Kanonisasi Kitab Suci dan Kitab Deuterokanonika
• Kata “kanon” berasal dari bahasa Yunani “canon”, yang artinya: norma, ukuran atau pedoman. Kitab-kitab yang terdapat dalam kanon disebut kitab-kitab kanonik. Kitab-kitab yang diakui sebagai kanonik tersebut diakui resmi sebagai Kitab Suci dan dijadikan patokan atau norma iman mereka
• Kitab-kitab Perjanjian Lama pada awalnya ditulis dalam bahasa Ibrani (Hebrew), tetapi setelah orang-orang Yahudi terusir dari tanah Palestina dan akhirnya menetap di berbagai tempat, mereka kehilangan bahasa aslinya, banyak keturunan mereka tidak lagi bisa menggunakan bahasa Ibrani, dan mulai berbicara dalam bahasa Yunani (Greek) yang pada waktu itu merupakan bahasa internasional. Oleh karena itu banyak diantara mereka membutuhkan terjemahan seluruh Kitab Perjanjian Lama dalam bahasa Yunani. Kebetulan pada waktu itu di Alexandria berdiam sejumlah besar orang Yahudi yang berbahasa Yunani. Selama pemerintahan Ptolemius II Philadelphus (285 - 246 SM) proyek penterjemahan dari seluruh Kitab Suci orang Yahudi ke dalam bahasa Yunani dimulai oleh 70 atau 72 ahli-kitab Yahudi (mereka adalah wakil dari ke 12 suku bangsa Israel, dan tiap suku diwakili 6 orang )

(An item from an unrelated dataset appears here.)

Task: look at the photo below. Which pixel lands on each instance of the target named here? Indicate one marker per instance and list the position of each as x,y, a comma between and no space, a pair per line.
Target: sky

• Terjemahan ini diselesaikan sekitar tahun 250 - 125 SM dan disebut Septuagint, yaitu dari kata Latin yang berarti 70 (LXX), sesuai dengan jumlah penterjemah. Kitab ini sangat populer dan diakui sebagai Kitab Suci resmi (kanon Alexandria) bagi kaum Yahudi yang terusir, yang tinggal di Asia Kecil dan Mesir. Pada waktu itu bahasa Ibrani nyaris mati dan orang-orang Yahudi di Palestina umumnya berbicara dalam bahasa Aram. (Jadi hampir bisa dipastikan Yesus, para Rasul dan para penulis kitab-kitab Perjanjian Baru menggunakan Perjanjian Lama terjemahan Septuagint. Bahkan, 300 kutipan dari Kitab Perjanjian Lama yang ditemukan dalam Kitab Perjanjian Baru adalah berasal dari Septuagint. Harap diingat juga bahwa seluruh Kitab Perjanjian Baru ditulis dalam bahasa Yunani).
• Setelah Yesus disalibkan dan wafat, para pengikut-Nya tidak menjadi punah tetapi malahan menjadi semakin kuat. Pada sekitar tahun 100 Masehi, para rabbi (imam Yahudi) berkumpul di Jamnia, Palestina, mungkin sebagai reaksi terhadap Gereja. Dalam konsili Jamnia ini mereka menetapkan empat kriteria untuk menentukan kanon Kitab Suci mereka : 1. Ditulis dalam bahasa Ibrani; 2. Sesuai dengan Kitab Taurat; 3. Lebih tua dari zaman Ezra (sekitar 400 SM); 4. Ditulis di Palestina.
• Atas kriteria-kriteria di atas mereka mengeluarkan kanon baru untuk menolak tujuh buku dari kanon Alexandria, yaitu seperti yang tercantum dalam Septuagint, yaitu: Tobit, Yudit, Kebijaksanaan Salomo, Sirakh, Barukh, 1 Makabe, 2 Makabe, berikut tambahantambahan dari kitab Ester dan Daniel. (Catatan: Surat Nabi Yeremia dianggap sebagai pasal 6 dari kitab Barukh). Hal ini dilakukan semata-mata atas alasan bahwa mereka tidak dapat menemukan versi Ibrani dari kitab-kitab yang ditolak di atas.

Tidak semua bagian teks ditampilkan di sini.